At that, he looked better than his men, most of whom were dressed for duty, not show. Their pants were as assorted as their faces, but all had regulation army pullover work shirts without cuffs. At the long-vanished moment of manufacture, the cotton flannel shirts had been white. Three men wore shoes whose uppers had separated from the soles. Products of Stanley’s factory, perhaps?
Preparing to address the men, George clasped his hands behind his back and unconsciously raised on tiptoes. Someone caught that and chuckled. George spoke at once, loudly.
“My name is Hazard. I have just transferred to the Construction Corps. Henceforward, you men will be working for me.”
“No, sir,” said the one Negro shorter than George, a dusky mite with wrists no thicker than saplings. “I’m takin’ orders from you, but I’m workin’ for me.”
The quickness amused George, but he felt he shouldn’t show it. “Let me see if I understand. Are you saying you’re a free man, therefore this duty is your choice?”
The dusky man grinned. “You’re pretty smart—for a white boss.”
Laughter. George couldn’t help joining in. His tension broke. These men would be all right.
96
BURDETTA HALLORAN HAD CARRIED her investigation as far as she could. Now she must involve the authorities. But to whom should she give her information?

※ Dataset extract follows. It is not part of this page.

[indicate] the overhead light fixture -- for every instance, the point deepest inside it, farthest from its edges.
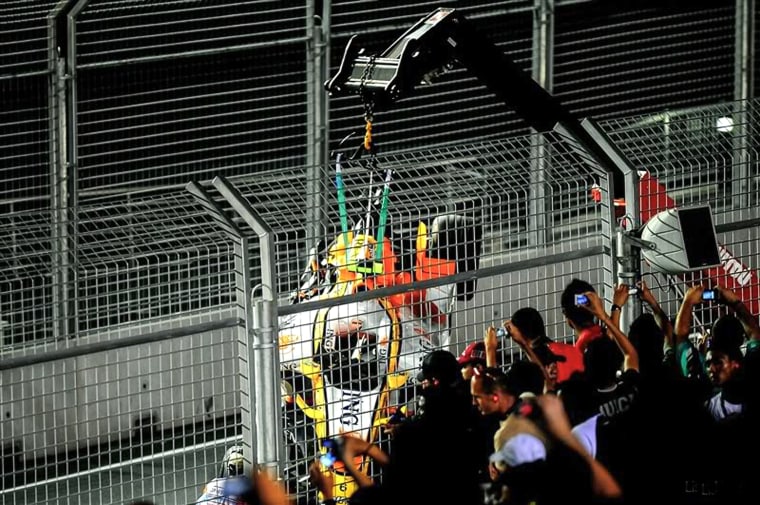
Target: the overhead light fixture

The question stayed with her, unanswered, during the frightening raid conducted by two bodies of Union horse, led by Brigadier Judson Kilpatrick and Colonel Ulric Dahlgren, son of the Yankee admiral of the same name. Kilpatrick’s men had ridden to within two and a half miles of Capitol Square before home guards under Bob Lee’s boy Custis drove them back, with assistance from Wade Hampton.
The second attacking
force, five hundred horse commanded by Dahlgren, approached Richmond through Goochland County. After Dahlgren died from enemy fire, a thirteen-year-old boy found orders and a memorandum book on the body. The documents, in Dahlgren’s handwriting, outlined the purposes of the raid.
Prisoners to be set free. Richmond to be put to the torch. President Davis to be executed, together with all members of his cabinet.

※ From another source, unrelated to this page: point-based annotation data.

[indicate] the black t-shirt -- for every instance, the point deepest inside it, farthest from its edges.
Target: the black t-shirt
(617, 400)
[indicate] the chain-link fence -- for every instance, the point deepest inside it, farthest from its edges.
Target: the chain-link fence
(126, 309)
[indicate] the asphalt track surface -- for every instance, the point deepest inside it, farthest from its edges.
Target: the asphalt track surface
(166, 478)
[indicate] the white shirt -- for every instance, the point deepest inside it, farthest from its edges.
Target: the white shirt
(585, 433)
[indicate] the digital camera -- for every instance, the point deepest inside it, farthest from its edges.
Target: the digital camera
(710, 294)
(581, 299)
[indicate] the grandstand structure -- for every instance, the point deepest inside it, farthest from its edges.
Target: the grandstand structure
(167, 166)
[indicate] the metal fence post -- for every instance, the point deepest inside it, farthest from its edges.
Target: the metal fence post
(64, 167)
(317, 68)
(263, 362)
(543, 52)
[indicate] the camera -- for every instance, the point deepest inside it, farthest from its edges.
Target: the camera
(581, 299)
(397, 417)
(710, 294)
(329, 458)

The Confederate capital, which had reeled with fright at the approach of the cavalry, began reeling with rage the moment the contents of Dahlgren’s papers were disclosed. The liars in Washington immediately claimed every word a forgery.

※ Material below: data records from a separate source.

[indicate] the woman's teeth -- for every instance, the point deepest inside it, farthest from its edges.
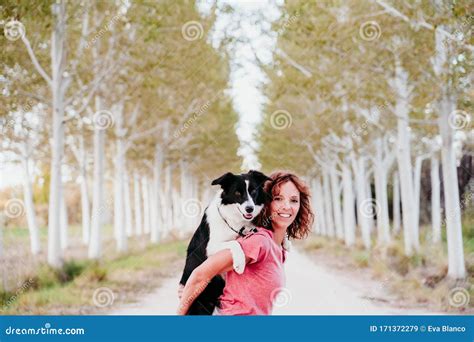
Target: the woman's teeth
(284, 215)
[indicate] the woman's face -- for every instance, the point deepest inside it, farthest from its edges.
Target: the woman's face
(285, 205)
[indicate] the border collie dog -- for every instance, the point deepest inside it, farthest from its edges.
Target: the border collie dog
(229, 215)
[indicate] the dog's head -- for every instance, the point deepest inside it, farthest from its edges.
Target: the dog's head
(243, 196)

During the emergency, there was little outward change in the life of the auburn-haired widow. Burdetta Halloran continued to wage her daily war with escalating prices and the riffraff swarming on the streets and the pervasive certainty that the armies of U.S. Grant would strike at the Confederacy with the onset of warm weather.
Most of all, Mrs. Halloran struggled with the question of greatest emotional importance to her. How to set retribution in motion? If she waited too long and Richmond came under siege, government officials might be too busy to listen to her. The quarry might escape. To whom should she speak?
She was still without an answer when a friend boasted that she had been invited to one of the increasingly rare levees at the White House. Pleading, Mrs. Halloran arranged an invitation for herself. She had by this time rejected the idea of going to the most logical person, old Winder.
She did so for several reasons. He was vile-tempered, with a reputation for being contemptuous of women. His staff consisted mostly of illiterate former criminals. And he acted so harshly and precipitously in many cases that he had a long record of overturned arrests and thwarted prosecutions. Gossip said he wouldn’t last another three months. Mrs. Halloran wanted to deal with some official who could handle her information properly.